OpenVPN adalah aplikasi open source yang memungkinkan Anda membuat jaringan pribadi yang aman melalui internet publik. OpenVPN mengimplementasikan jaringan pribadi virtual (VPN) untuk membuat koneksi yang aman. OpenVPN Menggunakan perpustakaan OpenSSL untuk menyediakan enkripsi dan menyediakan beberapa mekanisme otentikasi, seperti berbasis sertifikat, kunci yang dibagikan sebelumnya, dan otentikasi nama pengguna/kata sandi.
Dalam tutorial ini, kami akan menunjukkan kepada Anda bagaimana langkah demi langkah menginstal dan mengkonfigurasi OpenVPN di CentOS 7.6. Dan kami akan menerapkan otentikasi OpenVPN berbasis sertifikat.
Prasyarat
- CentOS 7.6
- Hak istimewa root
Apa yang akan kita lakukan?
- Instal OpenVPN dan Easy-RSA
- Konfigurasi Easy-RSA 3 Vars
- Buat Kunci OpenVPN
- Konfigurasi Server OpenVPN
- Konfigurasikan Firewalld dan Aktifkan Penerusan Port
- Penyiapan Klien
- Pengujian
Langkah 1 - Instal OpenVPN dan Easy-RSA
Dalam tutorial ini, kita akan menggunakan server centos versi terbaru (7.5), dan kita akan menggunakan OpenVPN 2.4 dengan easy-rsa 3. Sebelum menginstal paket OpenVPN dan easy-rsa, pastikan repositori 'epel' diinstal pada sistem.
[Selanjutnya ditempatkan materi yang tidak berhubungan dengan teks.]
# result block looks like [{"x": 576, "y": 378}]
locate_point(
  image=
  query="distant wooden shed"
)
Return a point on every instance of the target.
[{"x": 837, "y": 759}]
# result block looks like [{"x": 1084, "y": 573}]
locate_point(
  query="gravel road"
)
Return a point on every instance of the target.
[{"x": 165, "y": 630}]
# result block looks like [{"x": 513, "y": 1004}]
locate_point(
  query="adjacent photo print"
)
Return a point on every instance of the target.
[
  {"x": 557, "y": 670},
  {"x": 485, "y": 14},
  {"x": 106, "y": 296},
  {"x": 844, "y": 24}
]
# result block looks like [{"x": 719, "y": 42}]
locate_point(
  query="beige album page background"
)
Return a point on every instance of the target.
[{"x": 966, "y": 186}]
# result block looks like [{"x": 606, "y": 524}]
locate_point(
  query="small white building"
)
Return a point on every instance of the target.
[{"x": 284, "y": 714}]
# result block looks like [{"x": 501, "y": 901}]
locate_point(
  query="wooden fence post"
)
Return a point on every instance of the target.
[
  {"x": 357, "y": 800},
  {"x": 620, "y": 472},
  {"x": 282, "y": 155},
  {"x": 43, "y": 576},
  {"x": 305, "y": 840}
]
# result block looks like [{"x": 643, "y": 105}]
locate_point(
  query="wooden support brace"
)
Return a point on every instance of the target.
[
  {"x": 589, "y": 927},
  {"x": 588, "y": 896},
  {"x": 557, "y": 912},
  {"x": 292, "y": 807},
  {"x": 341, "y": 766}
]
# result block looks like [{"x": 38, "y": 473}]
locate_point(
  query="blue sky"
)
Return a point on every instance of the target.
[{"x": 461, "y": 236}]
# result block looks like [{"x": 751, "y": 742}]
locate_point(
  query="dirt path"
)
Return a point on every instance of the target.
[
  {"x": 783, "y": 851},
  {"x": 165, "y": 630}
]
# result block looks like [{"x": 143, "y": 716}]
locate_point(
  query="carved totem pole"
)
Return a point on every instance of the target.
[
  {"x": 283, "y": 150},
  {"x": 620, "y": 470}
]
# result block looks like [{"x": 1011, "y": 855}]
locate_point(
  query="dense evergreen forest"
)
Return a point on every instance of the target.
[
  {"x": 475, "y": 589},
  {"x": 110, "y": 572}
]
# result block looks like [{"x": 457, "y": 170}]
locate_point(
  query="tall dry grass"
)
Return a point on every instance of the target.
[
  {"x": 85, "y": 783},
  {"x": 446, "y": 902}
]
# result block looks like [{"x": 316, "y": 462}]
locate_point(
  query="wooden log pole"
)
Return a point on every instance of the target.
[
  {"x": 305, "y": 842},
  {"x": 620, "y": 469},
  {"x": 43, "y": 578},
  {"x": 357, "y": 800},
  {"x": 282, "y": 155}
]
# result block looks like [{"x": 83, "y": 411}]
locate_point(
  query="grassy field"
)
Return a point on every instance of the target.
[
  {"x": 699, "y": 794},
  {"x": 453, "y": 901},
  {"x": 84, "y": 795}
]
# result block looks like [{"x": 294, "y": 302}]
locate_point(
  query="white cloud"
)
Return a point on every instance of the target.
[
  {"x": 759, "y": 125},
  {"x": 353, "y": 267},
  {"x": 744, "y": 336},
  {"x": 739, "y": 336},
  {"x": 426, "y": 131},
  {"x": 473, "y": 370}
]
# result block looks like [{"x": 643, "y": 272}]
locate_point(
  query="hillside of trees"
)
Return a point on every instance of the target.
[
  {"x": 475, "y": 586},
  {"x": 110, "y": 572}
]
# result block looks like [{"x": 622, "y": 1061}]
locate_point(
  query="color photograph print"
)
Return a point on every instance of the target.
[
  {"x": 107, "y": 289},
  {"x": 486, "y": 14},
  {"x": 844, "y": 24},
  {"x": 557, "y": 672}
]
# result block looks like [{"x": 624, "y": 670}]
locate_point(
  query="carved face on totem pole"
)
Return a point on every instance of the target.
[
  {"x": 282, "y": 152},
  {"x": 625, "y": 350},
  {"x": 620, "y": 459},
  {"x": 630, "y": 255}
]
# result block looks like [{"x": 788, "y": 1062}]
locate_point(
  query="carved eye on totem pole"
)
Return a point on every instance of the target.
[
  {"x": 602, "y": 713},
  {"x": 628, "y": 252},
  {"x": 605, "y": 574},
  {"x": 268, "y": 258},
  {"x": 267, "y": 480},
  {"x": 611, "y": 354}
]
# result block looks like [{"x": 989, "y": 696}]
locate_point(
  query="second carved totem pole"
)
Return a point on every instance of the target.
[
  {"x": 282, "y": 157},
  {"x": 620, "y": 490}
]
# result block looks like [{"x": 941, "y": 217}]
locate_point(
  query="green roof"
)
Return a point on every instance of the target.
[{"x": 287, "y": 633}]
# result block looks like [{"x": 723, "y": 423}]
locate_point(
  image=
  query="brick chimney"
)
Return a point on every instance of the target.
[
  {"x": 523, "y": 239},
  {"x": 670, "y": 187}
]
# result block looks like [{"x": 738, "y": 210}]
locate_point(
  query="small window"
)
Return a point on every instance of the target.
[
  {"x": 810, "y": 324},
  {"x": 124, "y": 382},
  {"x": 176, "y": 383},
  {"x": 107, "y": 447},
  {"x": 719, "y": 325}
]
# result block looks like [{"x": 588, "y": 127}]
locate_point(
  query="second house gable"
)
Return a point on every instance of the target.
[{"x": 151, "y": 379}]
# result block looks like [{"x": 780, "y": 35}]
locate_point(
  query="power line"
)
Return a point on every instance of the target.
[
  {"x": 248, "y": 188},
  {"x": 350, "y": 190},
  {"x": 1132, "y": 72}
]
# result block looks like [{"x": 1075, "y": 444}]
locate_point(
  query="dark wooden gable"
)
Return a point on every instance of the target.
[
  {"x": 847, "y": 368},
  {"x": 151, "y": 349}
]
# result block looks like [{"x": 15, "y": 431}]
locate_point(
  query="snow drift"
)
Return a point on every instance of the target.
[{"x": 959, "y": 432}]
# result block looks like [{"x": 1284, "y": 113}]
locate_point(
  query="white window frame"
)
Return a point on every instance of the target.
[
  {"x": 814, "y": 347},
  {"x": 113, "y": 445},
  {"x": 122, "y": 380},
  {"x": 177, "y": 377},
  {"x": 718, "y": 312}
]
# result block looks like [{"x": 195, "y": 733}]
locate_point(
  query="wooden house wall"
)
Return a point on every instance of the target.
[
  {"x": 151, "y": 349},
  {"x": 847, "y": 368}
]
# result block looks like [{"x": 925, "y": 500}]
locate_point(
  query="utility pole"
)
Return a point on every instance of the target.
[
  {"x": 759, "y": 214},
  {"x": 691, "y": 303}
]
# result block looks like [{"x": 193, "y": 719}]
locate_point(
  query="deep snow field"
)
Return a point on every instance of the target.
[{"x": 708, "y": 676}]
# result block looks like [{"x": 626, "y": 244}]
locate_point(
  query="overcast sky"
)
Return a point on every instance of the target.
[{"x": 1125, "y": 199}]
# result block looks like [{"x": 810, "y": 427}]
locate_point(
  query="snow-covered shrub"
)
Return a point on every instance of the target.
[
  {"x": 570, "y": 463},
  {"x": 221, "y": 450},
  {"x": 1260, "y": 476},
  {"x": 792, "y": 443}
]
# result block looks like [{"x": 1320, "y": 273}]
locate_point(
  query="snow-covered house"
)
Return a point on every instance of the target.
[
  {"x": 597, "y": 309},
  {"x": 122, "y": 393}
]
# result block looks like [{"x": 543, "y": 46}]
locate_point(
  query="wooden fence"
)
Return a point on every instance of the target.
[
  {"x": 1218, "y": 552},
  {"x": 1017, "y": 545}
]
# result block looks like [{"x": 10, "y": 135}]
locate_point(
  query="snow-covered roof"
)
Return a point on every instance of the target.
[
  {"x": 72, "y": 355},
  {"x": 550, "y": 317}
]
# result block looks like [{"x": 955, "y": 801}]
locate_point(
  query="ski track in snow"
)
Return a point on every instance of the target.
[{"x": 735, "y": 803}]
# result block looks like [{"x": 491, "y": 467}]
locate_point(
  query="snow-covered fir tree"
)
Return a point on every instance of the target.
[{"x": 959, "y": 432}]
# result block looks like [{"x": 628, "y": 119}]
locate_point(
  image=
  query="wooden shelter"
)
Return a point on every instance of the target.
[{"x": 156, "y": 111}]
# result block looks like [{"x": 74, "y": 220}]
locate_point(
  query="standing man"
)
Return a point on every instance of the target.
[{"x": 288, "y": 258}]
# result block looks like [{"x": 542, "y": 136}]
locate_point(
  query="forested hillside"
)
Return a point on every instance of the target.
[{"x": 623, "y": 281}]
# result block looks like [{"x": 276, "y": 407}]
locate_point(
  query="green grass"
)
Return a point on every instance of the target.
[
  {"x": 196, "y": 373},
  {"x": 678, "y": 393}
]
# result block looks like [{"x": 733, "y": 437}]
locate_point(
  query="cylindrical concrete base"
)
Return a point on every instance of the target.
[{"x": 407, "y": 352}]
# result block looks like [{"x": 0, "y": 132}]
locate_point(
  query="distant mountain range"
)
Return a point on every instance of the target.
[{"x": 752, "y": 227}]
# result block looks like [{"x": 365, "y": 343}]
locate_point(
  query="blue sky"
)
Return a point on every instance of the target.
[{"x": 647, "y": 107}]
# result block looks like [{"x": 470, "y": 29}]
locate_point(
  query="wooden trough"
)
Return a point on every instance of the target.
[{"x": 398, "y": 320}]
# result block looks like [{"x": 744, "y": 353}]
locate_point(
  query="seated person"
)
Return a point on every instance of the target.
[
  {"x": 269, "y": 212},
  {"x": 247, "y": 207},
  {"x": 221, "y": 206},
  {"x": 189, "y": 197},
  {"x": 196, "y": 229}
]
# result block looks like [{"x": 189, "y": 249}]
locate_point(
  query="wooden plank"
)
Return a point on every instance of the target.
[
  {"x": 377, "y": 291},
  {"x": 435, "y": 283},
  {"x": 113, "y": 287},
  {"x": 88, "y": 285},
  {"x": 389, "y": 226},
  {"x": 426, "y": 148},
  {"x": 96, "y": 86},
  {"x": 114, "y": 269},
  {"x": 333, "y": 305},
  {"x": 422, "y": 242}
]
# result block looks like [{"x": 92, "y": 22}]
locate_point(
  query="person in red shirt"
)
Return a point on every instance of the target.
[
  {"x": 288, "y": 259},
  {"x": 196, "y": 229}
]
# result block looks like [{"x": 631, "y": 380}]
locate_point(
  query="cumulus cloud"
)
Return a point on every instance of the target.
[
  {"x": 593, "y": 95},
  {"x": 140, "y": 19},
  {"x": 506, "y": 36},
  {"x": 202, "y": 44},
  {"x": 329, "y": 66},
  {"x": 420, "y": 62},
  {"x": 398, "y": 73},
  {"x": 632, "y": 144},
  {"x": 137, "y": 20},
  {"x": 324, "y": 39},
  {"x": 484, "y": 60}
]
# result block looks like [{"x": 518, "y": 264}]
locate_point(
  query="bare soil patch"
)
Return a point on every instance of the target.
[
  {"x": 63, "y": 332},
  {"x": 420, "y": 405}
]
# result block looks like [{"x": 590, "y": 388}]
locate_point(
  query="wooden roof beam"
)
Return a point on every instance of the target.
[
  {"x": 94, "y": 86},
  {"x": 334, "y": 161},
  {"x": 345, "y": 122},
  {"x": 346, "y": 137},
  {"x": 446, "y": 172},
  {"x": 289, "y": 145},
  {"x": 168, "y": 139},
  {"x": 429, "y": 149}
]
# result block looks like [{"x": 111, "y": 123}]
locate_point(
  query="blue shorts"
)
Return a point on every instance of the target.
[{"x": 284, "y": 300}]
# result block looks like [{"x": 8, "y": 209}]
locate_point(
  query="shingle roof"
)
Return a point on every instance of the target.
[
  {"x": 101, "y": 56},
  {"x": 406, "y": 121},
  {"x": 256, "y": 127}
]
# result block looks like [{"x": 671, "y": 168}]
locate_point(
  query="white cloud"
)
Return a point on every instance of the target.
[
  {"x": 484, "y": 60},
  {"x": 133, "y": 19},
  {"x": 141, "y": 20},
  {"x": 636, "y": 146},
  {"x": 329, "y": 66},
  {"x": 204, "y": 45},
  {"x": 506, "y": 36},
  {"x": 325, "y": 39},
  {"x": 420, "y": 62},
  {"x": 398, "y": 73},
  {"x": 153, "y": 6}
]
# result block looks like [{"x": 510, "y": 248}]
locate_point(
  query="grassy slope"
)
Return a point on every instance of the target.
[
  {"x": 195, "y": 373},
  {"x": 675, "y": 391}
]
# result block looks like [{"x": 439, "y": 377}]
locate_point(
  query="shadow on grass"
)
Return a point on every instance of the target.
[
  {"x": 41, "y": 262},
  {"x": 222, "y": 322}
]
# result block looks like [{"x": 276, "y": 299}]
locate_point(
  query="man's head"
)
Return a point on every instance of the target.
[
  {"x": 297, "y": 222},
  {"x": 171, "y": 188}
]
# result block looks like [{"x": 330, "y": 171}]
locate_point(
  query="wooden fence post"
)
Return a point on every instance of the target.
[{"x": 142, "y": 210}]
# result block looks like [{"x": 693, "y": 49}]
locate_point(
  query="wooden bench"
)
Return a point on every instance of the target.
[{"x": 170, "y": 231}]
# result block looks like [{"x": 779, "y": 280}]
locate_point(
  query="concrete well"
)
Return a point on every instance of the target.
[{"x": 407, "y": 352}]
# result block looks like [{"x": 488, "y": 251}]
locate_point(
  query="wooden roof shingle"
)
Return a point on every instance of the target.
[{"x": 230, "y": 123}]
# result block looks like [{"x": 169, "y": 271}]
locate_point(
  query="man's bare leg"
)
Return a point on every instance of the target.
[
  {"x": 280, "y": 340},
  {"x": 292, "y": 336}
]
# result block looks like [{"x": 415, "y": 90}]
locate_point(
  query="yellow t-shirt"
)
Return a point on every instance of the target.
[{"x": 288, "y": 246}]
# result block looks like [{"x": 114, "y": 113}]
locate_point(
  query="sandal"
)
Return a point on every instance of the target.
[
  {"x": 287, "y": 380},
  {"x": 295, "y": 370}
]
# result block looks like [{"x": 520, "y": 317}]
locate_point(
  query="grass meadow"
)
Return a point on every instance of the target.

Jika Anda tidak memilikinya, instal repositori epel menggunakan perintah yum di bawah ini.
yum install epel-release -y
Sekarang instal OpenVPN 2.4 dengan easy-rsa 3 pada sistem.
yum install openvpn easy-rsa -y
Ketika instalasi selesai, periksa versi openvpn dan easy-rsa.
openvpn --version
ls -lah /usr/share/easy-rsa/
OpenVPN 2.4 dengan easy-rsa 3 telah diinstal.
Langkah 2 - Konfigurasi Easy-RSA 3
Pada langkah ini, kita akan mengkonfigurasi easy-rsa 3 dengan membuat file 'vars' baru. File 'vars' berisi pengaturan Easy-RSA 3.
Buka direktori '/etc/openvpn/' dan salin skrip 'easy-rsa'.
cd /etc/openvpn/
cp -r /usr/share/easy-rsa /etc/openvpn/
Sekarang masuk ke direktori 'easy-rsa/3/' dan buat file vars baru menggunakan vim.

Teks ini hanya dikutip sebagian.